Luiz Moura
(lmoura.pe@uol.com.br)
O conhecimento e o saber produzidos na comunidade do Caldeirão não eram apenas um conhecimento e um saber genéricos. Havia ali um conhecimento especializado, como bem observa outra pesquisadora, Luitgard Cavalcanti Barros:
As crianças e os velhos com saúde cuidavam das ovelhas, galinhas, bichos de toda qualidade, havendo encarregado até para a troca de óleo da lamparina da Igreja(...), havia até especialistas na criação de pavões e vários outros pássaros que povoavam a fazenda. Ninguém ficava ocioso, como ninguém ficava à míngua, ou faminto. (BARROS, 1988:158).
Esse estilo diferente de educar não era feito de qualquer forma, mas debaixo da mais absoluta ordem e controle assim como sob a orientação das lideranças comunitárias.
Boa parte da população era trabalhadora e obediente ao beato – chefe da comunidade – que a orientava para o bem, dentro da mais rigorosa ordem, subdividindo-se em diversos grupos orientados por chefes.
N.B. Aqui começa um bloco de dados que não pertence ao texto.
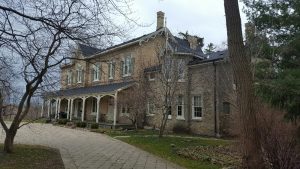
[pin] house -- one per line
(94, 84)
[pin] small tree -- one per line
(37, 35)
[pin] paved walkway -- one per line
(83, 149)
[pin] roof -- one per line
(152, 69)
(87, 50)
(92, 89)
(214, 56)
(181, 45)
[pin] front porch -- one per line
(98, 106)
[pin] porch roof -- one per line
(107, 88)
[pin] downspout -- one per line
(215, 101)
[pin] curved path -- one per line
(84, 149)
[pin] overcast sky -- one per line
(205, 18)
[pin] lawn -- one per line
(189, 152)
(31, 157)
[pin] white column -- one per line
(49, 107)
(68, 109)
(98, 109)
(115, 110)
(71, 107)
(83, 109)
(42, 111)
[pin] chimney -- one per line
(193, 41)
(160, 20)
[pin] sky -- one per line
(205, 18)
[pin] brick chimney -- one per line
(193, 41)
(160, 20)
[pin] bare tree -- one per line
(37, 33)
(169, 71)
(247, 108)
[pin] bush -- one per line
(94, 126)
(63, 115)
(181, 129)
(63, 121)
(81, 124)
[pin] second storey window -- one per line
(96, 72)
(79, 73)
(180, 107)
(69, 77)
(111, 70)
(197, 107)
(127, 66)
(180, 66)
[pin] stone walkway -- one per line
(83, 149)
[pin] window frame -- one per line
(96, 72)
(79, 71)
(200, 106)
(111, 70)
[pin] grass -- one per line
(31, 157)
(168, 146)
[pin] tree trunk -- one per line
(241, 65)
(9, 141)
(163, 125)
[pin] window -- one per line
(180, 103)
(197, 107)
(69, 77)
(226, 107)
(96, 72)
(180, 66)
(79, 74)
(127, 66)
(150, 108)
(94, 105)
(168, 68)
(169, 108)
(111, 70)
(152, 76)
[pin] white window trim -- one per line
(182, 115)
(79, 74)
(110, 70)
(96, 70)
(149, 77)
(193, 110)
(148, 109)
(69, 78)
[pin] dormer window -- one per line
(127, 66)
(79, 73)
(180, 67)
(96, 72)
(69, 77)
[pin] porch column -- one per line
(71, 107)
(98, 109)
(49, 105)
(68, 109)
(42, 112)
(83, 107)
(115, 110)
(59, 104)
(56, 108)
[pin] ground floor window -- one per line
(197, 107)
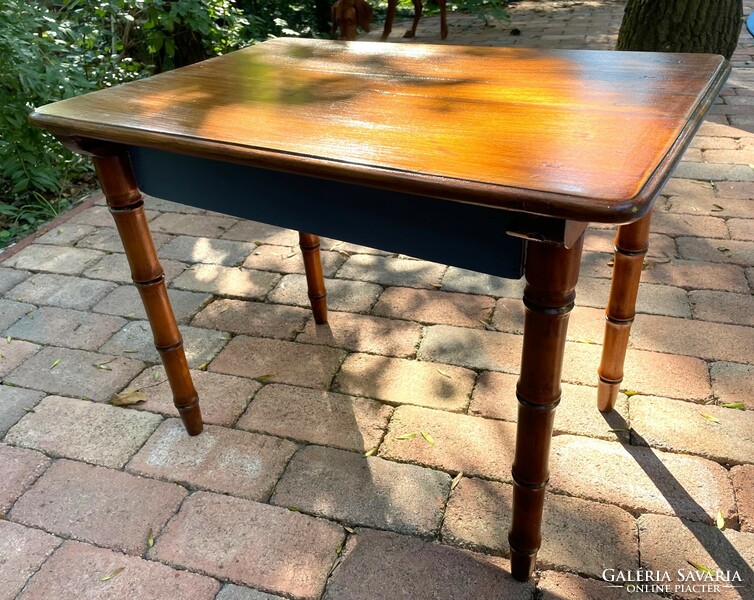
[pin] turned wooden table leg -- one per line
(551, 276)
(127, 207)
(631, 244)
(315, 281)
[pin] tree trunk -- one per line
(681, 26)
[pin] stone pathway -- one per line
(276, 500)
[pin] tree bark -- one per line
(711, 26)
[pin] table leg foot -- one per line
(127, 207)
(551, 276)
(315, 281)
(631, 244)
(607, 395)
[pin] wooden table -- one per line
(485, 158)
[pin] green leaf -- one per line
(710, 418)
(738, 405)
(112, 574)
(701, 568)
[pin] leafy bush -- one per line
(54, 49)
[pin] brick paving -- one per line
(276, 500)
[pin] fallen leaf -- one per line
(128, 397)
(103, 365)
(335, 564)
(710, 418)
(701, 568)
(112, 574)
(738, 405)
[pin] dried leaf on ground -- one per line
(128, 397)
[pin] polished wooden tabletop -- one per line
(587, 135)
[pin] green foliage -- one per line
(55, 49)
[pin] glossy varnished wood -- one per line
(549, 294)
(631, 245)
(127, 207)
(585, 135)
(315, 282)
(555, 138)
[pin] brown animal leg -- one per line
(551, 275)
(417, 15)
(315, 281)
(127, 207)
(391, 6)
(443, 19)
(631, 244)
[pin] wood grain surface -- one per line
(587, 135)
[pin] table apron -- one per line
(454, 233)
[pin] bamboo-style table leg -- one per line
(315, 281)
(551, 276)
(631, 244)
(127, 207)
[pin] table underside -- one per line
(454, 233)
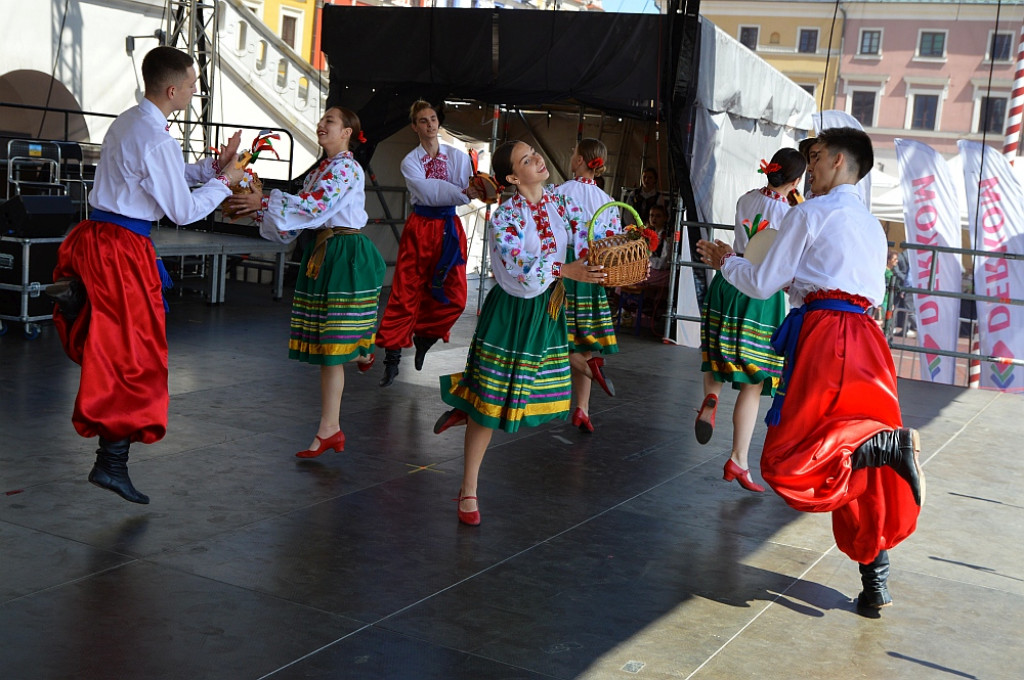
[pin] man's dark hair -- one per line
(164, 67)
(855, 144)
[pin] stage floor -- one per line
(619, 554)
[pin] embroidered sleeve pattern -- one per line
(531, 269)
(323, 189)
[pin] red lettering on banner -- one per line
(989, 190)
(926, 217)
(996, 269)
(921, 189)
(998, 319)
(928, 312)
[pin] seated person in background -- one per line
(646, 195)
(657, 219)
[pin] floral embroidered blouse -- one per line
(758, 209)
(332, 196)
(590, 197)
(528, 242)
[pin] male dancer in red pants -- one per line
(428, 291)
(115, 328)
(836, 439)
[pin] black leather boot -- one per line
(898, 450)
(875, 578)
(70, 296)
(422, 346)
(391, 358)
(111, 471)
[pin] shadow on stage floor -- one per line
(616, 554)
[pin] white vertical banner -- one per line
(995, 211)
(931, 214)
(836, 118)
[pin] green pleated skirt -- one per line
(735, 336)
(517, 371)
(334, 316)
(589, 319)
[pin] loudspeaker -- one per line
(36, 216)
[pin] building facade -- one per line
(935, 72)
(800, 38)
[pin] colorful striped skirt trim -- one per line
(589, 319)
(517, 371)
(334, 315)
(735, 337)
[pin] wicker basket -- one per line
(253, 186)
(627, 261)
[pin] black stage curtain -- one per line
(636, 66)
(382, 58)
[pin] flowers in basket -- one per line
(250, 182)
(637, 231)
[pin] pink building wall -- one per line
(958, 79)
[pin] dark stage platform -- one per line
(620, 554)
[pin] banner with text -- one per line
(995, 211)
(932, 218)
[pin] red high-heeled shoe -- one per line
(449, 419)
(733, 471)
(468, 518)
(702, 428)
(366, 366)
(596, 365)
(582, 420)
(337, 441)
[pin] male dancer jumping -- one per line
(428, 291)
(836, 439)
(115, 328)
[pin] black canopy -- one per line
(382, 58)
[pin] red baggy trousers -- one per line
(841, 393)
(411, 308)
(120, 338)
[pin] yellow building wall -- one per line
(271, 16)
(779, 25)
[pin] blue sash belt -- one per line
(451, 248)
(784, 340)
(143, 228)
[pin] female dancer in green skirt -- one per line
(736, 330)
(334, 311)
(587, 312)
(517, 371)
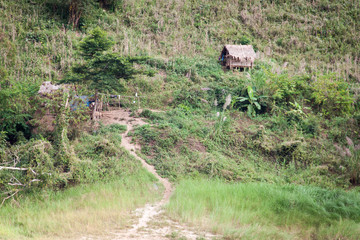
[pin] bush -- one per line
(331, 96)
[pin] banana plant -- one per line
(250, 102)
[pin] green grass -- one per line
(267, 211)
(78, 211)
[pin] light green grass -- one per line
(79, 211)
(267, 211)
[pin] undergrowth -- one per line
(267, 211)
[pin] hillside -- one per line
(288, 129)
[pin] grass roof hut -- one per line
(237, 56)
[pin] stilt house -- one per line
(237, 56)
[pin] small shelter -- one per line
(237, 56)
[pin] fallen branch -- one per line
(14, 168)
(17, 190)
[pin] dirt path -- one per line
(152, 223)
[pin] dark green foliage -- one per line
(102, 72)
(15, 109)
(95, 43)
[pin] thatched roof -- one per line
(47, 88)
(243, 53)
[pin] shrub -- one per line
(331, 95)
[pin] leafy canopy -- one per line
(96, 42)
(101, 71)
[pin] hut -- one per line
(237, 56)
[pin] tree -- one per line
(101, 71)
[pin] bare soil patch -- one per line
(150, 222)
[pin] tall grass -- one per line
(78, 211)
(263, 211)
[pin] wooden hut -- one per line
(237, 56)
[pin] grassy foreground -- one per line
(267, 211)
(78, 211)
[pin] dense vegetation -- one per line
(292, 120)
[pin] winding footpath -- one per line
(152, 222)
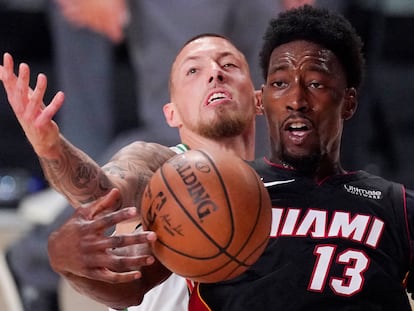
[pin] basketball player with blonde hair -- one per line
(213, 105)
Toda comunidade está ciente de que os ensinamentos do beato, no Caldeirão, orientavam o povo no sentido de abandonar a ideologia do enriquecimento pessoal em troca do enriquecimento coletivo. As pessoas entrevistadas sobre o Caldeirão, homens e mulheres, referiam-se à obediência que todo povo tinha aos ensinamentos do beato. Freqüentemente, costumamos rotular a educação de teórica e prática. Enquanto uma está baseada na vivência concreta do dia-a-dia, a outra, ao contrário, limita-se ao campo das idéias, mesmo quando essas são formuladas a partir da realidade. A educação teórica é, em geral, formulada por pensadores da educação, em vista de uma prática determinada, enquanto a educação prática é vivenciada pelos educadores que carregam em suas costas o agir pedagógico diário. Distante dessa discussão, no Caldeirão, homens, mulheres e crianças educavam e se educavam mutuamente; mais que uma educação prática, existia ali uma prática educativa. Essa prática se traduzia na capacidade de organização do povo, no trabalho artístico do ferreiro que tudo modelava, nas orientações dos conselheiros, nas cantigas das catarinas, rendeiras de mãos ligeiras que fiavam o que mais precisava. A prática educativa se traduzia também na experiência solidária com base na cultura do povo e na fé cristã (Severino Vicente, Natal de 1991). Esse tipo de educação de experiência solidária é testemunhada por pessoas muito ligadas aos sobreviventes do Caldeirão.
“Ali ninguém passava fome; era tudo irmão (...), ali era uma beleza. Ali as mule ou na roça ou fazendo pano ou costurando ou cuidando da casa(...) Qualquer coisa que acontecia corria aonde tava o beato e ele resolvia. Era o céu (...) Era tudo home na roça, os paio tudo cheio. Uma fartura que fazia gosto. Aquilo tudo que colhia era guardado junto. Depois de (o beato) dividia: tirava o que dar de comer aquele povão todo, separa pras obras de caridade e aí mandava o resto pra feira. Ele era muito bom(...) Ele amparava muita gente: viúva, menino, órfão, velho e doente.”